The story, first published by the Indianapolis Star, relied on an on-the-record statement from a doctor who said she’d provided abortion care for a 10-year-old rape victim from Ohio who, days after the Dobbs ruling enabled Ohio’s six-week no exceptions abortion ban to go into effect, discovered that she was six weeks and three days pregnant and thus ineligible for abortion care in her state. The girl and her mother were forced to travel to neighboring Indiana to terminate the pregnancy.

Rather than facing the cruel reality of their ideological position cheerleading no-exceptions abortion bans, members of the conservative media decided collectively that the story couldn’t be real.
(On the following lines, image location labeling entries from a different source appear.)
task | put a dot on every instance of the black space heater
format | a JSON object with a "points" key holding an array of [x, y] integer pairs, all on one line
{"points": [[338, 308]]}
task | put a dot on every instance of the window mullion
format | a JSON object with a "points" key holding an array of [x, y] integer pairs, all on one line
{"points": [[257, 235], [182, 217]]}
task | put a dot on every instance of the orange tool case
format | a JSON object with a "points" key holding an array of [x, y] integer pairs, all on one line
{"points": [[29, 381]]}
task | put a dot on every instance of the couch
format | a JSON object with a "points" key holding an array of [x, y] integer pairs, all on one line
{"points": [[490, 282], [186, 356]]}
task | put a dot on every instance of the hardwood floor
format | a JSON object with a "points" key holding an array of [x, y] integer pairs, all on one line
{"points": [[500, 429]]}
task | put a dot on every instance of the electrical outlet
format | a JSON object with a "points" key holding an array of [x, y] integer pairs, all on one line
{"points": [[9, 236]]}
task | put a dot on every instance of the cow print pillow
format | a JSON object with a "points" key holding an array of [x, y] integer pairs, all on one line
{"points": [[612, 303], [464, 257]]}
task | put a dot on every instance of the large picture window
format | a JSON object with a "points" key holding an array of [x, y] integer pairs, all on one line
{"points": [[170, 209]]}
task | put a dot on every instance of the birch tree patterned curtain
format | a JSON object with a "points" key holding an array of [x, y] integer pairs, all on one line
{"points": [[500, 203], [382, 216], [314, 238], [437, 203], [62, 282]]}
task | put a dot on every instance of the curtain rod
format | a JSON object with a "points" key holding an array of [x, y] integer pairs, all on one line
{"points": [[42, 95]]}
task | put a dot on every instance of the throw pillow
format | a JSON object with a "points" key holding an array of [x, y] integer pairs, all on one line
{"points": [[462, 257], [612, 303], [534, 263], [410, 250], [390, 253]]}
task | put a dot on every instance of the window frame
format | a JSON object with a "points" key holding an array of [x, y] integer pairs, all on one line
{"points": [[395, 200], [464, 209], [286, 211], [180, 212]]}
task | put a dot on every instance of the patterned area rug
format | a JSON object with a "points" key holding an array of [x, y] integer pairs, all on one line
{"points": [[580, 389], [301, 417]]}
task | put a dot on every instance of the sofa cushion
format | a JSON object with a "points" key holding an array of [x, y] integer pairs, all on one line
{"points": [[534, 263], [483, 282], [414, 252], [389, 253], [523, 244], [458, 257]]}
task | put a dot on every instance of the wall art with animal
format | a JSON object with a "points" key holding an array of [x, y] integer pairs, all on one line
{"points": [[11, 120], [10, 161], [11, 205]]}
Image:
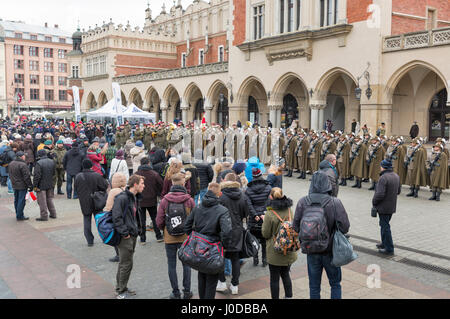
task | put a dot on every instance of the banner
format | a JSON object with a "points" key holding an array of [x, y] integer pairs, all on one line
{"points": [[76, 102], [117, 94]]}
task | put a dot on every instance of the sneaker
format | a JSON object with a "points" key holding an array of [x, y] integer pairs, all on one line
{"points": [[221, 286], [188, 295]]}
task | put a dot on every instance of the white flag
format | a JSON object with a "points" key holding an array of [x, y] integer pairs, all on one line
{"points": [[117, 102], [76, 102]]}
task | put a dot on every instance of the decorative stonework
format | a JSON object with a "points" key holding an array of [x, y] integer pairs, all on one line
{"points": [[417, 40], [212, 68]]}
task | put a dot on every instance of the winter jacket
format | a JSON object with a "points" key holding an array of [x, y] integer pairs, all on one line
{"points": [[72, 161], [235, 200], [119, 166], [125, 214], [270, 228], [206, 174], [19, 174], [210, 219], [329, 170], [386, 192], [44, 173], [137, 153], [257, 192], [95, 159], [87, 183], [320, 194], [153, 186], [177, 194]]}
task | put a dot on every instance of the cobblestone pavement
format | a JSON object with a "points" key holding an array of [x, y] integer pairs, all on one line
{"points": [[34, 256]]}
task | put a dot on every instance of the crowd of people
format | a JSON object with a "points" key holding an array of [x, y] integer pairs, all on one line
{"points": [[212, 181]]}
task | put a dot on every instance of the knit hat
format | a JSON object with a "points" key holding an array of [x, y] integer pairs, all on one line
{"points": [[87, 164], [386, 164], [256, 172]]}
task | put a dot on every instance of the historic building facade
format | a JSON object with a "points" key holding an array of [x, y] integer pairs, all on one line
{"points": [[312, 60], [36, 67]]}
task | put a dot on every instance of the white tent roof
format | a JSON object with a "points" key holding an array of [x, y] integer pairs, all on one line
{"points": [[106, 110]]}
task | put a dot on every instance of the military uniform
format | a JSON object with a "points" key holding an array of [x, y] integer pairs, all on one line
{"points": [[438, 172], [415, 162]]}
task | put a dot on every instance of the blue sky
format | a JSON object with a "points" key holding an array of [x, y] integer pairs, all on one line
{"points": [[66, 13]]}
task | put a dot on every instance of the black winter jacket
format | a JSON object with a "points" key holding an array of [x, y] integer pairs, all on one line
{"points": [[206, 174], [320, 193], [235, 200], [210, 219], [73, 161], [386, 192], [44, 174], [125, 214], [86, 183]]}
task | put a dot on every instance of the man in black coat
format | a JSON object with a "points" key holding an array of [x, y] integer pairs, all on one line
{"points": [[213, 220], [72, 163], [233, 199], [128, 225], [385, 202], [87, 183], [44, 184], [320, 194]]}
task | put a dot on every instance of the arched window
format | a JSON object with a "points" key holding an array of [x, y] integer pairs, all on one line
{"points": [[199, 110], [253, 110]]}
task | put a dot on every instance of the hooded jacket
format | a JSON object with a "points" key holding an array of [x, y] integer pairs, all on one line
{"points": [[235, 200], [210, 219], [177, 194], [153, 186], [320, 194]]}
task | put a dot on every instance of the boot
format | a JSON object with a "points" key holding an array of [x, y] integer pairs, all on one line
{"points": [[411, 192], [433, 197]]}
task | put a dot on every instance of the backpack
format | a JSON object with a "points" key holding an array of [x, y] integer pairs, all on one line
{"points": [[175, 219], [314, 235], [286, 239]]}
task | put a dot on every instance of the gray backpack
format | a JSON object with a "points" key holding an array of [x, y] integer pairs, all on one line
{"points": [[314, 235]]}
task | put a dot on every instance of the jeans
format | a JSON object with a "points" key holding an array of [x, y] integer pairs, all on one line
{"points": [[207, 285], [386, 235], [316, 264], [235, 268], [199, 197], [275, 273], [171, 253], [70, 179], [19, 202]]}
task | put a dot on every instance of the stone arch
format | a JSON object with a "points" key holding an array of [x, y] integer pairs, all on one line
{"points": [[253, 87], [102, 99], [136, 98], [91, 103]]}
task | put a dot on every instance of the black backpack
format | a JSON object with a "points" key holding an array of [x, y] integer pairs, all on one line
{"points": [[175, 219], [314, 234]]}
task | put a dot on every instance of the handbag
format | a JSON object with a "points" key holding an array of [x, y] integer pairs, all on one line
{"points": [[343, 253], [201, 253], [250, 245]]}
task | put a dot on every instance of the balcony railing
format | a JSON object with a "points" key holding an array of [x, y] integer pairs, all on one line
{"points": [[416, 40], [204, 69]]}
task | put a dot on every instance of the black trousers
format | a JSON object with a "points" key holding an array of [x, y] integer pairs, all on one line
{"points": [[87, 224], [275, 273], [207, 285], [152, 211], [235, 268]]}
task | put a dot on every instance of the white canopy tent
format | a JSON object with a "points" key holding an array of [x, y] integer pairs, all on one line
{"points": [[135, 113]]}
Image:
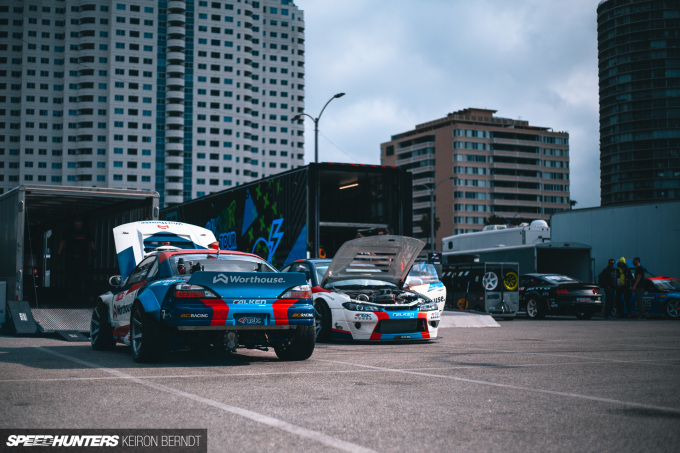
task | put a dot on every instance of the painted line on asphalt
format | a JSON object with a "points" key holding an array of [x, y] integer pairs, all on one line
{"points": [[255, 416], [571, 356], [510, 386]]}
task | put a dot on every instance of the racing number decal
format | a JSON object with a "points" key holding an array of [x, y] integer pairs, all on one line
{"points": [[490, 281], [511, 281]]}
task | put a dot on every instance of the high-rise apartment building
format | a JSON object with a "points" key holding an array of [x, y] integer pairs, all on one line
{"points": [[639, 73], [186, 97], [478, 165]]}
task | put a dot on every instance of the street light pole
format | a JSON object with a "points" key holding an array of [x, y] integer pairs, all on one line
{"points": [[316, 125]]}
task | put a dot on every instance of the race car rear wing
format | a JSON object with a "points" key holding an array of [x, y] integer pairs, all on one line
{"points": [[137, 239]]}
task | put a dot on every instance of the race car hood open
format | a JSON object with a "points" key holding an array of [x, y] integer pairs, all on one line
{"points": [[383, 257], [134, 240]]}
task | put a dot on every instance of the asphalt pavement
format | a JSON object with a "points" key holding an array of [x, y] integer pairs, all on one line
{"points": [[520, 386]]}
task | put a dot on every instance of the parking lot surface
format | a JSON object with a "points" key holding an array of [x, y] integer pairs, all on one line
{"points": [[550, 385]]}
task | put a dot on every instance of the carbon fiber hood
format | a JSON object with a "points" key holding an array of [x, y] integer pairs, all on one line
{"points": [[383, 257]]}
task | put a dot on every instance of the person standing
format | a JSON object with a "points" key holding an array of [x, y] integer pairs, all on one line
{"points": [[624, 280], [639, 287], [607, 281]]}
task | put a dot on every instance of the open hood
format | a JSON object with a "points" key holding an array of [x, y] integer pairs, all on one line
{"points": [[383, 257], [135, 240]]}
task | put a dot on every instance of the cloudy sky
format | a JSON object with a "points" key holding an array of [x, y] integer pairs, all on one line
{"points": [[406, 62]]}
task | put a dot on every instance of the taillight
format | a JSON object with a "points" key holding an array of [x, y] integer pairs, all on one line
{"points": [[297, 292], [187, 291]]}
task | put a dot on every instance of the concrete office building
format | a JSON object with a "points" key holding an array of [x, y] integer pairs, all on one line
{"points": [[639, 73], [182, 97], [479, 165]]}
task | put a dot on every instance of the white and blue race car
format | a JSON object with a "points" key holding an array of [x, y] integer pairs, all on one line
{"points": [[175, 289], [361, 293]]}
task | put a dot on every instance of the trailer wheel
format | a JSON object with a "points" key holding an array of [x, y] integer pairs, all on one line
{"points": [[300, 346], [534, 310], [101, 332], [146, 339]]}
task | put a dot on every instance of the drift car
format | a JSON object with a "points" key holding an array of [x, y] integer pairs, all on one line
{"points": [[183, 293], [362, 295], [556, 294], [422, 278], [662, 297]]}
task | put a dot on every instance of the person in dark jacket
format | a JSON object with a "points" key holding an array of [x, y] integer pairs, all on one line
{"points": [[624, 280], [607, 281]]}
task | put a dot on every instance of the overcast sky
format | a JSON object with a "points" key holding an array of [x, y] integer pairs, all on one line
{"points": [[406, 62]]}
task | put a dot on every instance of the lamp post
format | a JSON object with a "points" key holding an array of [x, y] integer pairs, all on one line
{"points": [[316, 125], [432, 190]]}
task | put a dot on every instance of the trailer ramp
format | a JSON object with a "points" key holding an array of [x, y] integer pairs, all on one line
{"points": [[69, 323]]}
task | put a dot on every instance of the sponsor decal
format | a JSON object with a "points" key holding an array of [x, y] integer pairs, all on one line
{"points": [[123, 309], [403, 315], [303, 315], [255, 279], [250, 321]]}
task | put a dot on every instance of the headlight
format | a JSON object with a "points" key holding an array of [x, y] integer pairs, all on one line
{"points": [[353, 306], [298, 292], [185, 290], [430, 306]]}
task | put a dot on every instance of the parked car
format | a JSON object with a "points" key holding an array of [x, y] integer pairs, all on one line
{"points": [[556, 294], [182, 293], [422, 278], [662, 297], [362, 294]]}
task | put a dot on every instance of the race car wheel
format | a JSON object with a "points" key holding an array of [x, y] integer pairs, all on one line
{"points": [[145, 336], [300, 346], [673, 308], [101, 332], [584, 315], [534, 310], [322, 318]]}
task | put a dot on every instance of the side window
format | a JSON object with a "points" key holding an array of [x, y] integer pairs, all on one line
{"points": [[142, 270]]}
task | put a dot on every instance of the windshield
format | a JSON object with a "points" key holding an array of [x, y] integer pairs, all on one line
{"points": [[320, 270], [422, 274], [187, 264], [560, 279], [667, 285]]}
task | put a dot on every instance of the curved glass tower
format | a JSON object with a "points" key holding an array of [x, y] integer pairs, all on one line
{"points": [[639, 74]]}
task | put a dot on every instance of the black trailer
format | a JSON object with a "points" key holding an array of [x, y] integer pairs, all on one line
{"points": [[309, 211], [38, 231]]}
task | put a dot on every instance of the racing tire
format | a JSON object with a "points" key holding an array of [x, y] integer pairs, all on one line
{"points": [[584, 315], [101, 331], [146, 336], [323, 321], [673, 308], [534, 310], [300, 346]]}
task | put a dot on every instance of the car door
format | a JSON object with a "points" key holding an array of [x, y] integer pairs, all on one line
{"points": [[122, 302]]}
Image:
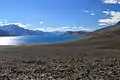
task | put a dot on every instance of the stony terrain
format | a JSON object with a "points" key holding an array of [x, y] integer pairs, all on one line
{"points": [[59, 63]]}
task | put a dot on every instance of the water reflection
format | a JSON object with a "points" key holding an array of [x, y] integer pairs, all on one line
{"points": [[8, 40]]}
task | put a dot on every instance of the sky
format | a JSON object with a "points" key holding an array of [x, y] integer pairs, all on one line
{"points": [[60, 15]]}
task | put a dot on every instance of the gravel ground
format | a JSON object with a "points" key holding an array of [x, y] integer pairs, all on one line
{"points": [[83, 65]]}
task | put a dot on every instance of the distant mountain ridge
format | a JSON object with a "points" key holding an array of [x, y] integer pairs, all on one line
{"points": [[15, 30]]}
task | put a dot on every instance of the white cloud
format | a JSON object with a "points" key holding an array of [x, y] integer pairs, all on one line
{"points": [[111, 1], [63, 29], [113, 17], [5, 22], [41, 22], [91, 12]]}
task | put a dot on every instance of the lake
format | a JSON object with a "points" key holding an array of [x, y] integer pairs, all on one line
{"points": [[35, 39]]}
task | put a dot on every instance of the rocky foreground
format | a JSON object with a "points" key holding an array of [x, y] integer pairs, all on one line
{"points": [[80, 65]]}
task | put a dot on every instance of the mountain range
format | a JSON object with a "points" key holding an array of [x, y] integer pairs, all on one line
{"points": [[14, 30]]}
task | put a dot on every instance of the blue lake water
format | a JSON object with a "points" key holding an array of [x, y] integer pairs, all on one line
{"points": [[34, 39]]}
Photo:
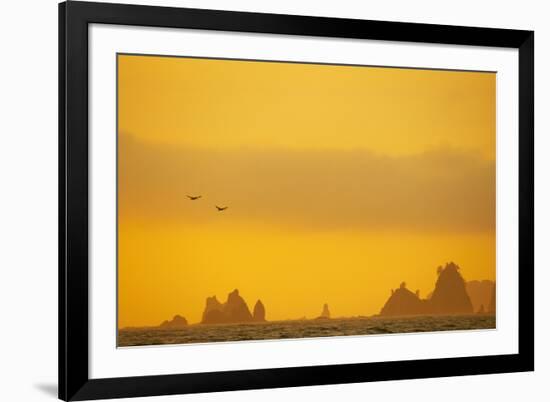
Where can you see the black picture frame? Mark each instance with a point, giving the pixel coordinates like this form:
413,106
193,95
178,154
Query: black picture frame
74,380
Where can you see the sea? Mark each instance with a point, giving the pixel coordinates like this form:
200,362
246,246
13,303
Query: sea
201,333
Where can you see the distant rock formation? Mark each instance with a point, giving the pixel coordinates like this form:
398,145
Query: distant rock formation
492,307
258,314
480,293
176,323
233,310
325,314
404,302
448,297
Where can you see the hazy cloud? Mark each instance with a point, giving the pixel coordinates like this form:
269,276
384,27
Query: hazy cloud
443,190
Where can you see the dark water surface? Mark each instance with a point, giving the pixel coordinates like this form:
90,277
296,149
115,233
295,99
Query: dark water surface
302,329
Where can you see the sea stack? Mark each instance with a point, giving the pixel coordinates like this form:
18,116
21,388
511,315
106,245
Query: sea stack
234,310
480,293
177,322
259,312
449,295
325,314
404,302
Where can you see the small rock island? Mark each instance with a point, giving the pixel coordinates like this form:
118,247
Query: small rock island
234,310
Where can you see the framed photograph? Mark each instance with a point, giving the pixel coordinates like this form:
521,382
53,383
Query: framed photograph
257,200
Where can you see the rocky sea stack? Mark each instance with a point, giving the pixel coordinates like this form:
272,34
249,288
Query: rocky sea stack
325,314
259,312
176,323
481,293
234,310
449,297
404,302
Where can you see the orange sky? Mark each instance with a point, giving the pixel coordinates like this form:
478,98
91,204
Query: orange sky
341,182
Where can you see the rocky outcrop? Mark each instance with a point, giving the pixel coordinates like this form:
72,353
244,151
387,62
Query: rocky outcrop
177,322
448,297
325,314
404,302
258,314
234,310
480,293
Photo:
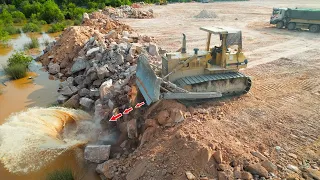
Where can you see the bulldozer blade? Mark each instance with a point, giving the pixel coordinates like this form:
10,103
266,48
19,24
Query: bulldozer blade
147,81
192,95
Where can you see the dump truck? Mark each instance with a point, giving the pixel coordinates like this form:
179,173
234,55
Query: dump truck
296,19
197,74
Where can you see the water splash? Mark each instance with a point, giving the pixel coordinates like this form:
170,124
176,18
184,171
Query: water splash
32,139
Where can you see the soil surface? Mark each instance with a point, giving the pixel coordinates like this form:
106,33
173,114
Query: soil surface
282,108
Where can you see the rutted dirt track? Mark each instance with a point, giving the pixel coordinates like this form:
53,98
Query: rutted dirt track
283,107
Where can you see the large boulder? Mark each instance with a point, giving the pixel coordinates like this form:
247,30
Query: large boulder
93,50
132,129
86,103
97,153
84,92
73,102
61,99
54,68
105,90
153,49
103,72
79,64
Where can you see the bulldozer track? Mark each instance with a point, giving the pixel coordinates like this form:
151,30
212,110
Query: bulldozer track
191,80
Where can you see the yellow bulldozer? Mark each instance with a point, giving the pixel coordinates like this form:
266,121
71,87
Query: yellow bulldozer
198,74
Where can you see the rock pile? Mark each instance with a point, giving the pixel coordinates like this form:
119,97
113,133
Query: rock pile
206,14
103,70
128,12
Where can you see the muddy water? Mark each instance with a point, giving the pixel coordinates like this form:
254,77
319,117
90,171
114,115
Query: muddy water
19,95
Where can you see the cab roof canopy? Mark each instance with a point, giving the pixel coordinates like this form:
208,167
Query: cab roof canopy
220,30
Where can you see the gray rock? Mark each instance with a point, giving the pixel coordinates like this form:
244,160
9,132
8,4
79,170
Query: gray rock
91,70
86,102
294,168
132,129
79,64
129,57
270,167
98,56
111,68
218,157
259,155
123,46
97,153
103,72
66,91
60,75
94,92
112,34
54,68
73,102
61,99
79,79
74,89
84,92
70,80
120,59
105,90
314,173
153,49
85,16
93,76
92,50
63,84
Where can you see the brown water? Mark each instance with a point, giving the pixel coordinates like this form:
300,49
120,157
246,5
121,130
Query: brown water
24,93
45,139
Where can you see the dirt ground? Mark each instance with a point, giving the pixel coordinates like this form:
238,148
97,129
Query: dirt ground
282,108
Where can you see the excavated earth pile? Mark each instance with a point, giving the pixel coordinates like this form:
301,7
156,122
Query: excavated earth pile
167,140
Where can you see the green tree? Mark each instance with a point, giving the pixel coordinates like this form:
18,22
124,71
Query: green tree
6,17
18,16
4,36
51,12
29,9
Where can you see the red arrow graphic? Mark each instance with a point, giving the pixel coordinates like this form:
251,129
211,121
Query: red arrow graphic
127,111
139,105
115,117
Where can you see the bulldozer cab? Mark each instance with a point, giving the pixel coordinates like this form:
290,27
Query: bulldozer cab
230,45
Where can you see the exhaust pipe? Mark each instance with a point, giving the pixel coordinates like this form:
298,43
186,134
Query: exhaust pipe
184,44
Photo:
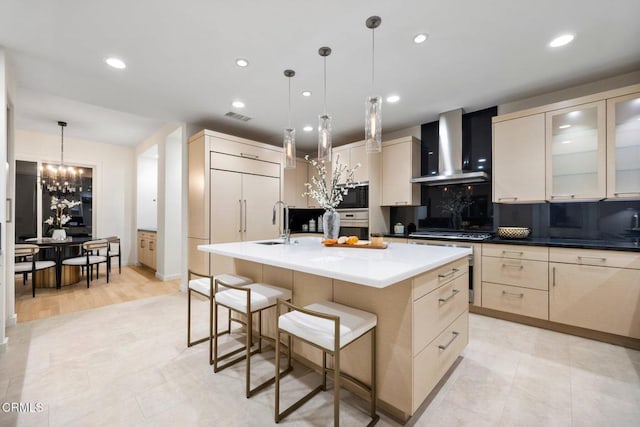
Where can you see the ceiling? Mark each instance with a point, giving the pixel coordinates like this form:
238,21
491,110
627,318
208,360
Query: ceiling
181,61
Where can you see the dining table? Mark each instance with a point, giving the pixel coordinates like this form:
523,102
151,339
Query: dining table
62,249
They set out to prove that the doctor was a liar, and that pro-choice people had made the whole thing up.

From the unhinged ramblings of Just Asking Questions lipstick-toothed bloggers to Fox News primetime to a Wall Street Journal editorial that accused abortion rights proponents of amplifying “an abortion story too good to verify”—the right-wing media septic tank was giddy to prove its point. In their telling, the left was just making shit up and the whole sob story of a pregnant 10-year-old was—to borrow a word frequently deployed by Wall Street Journal editorial board member James Taranto—a “fanciful” argument meant to make a post-Roe America seem much more barbaric than it actually was.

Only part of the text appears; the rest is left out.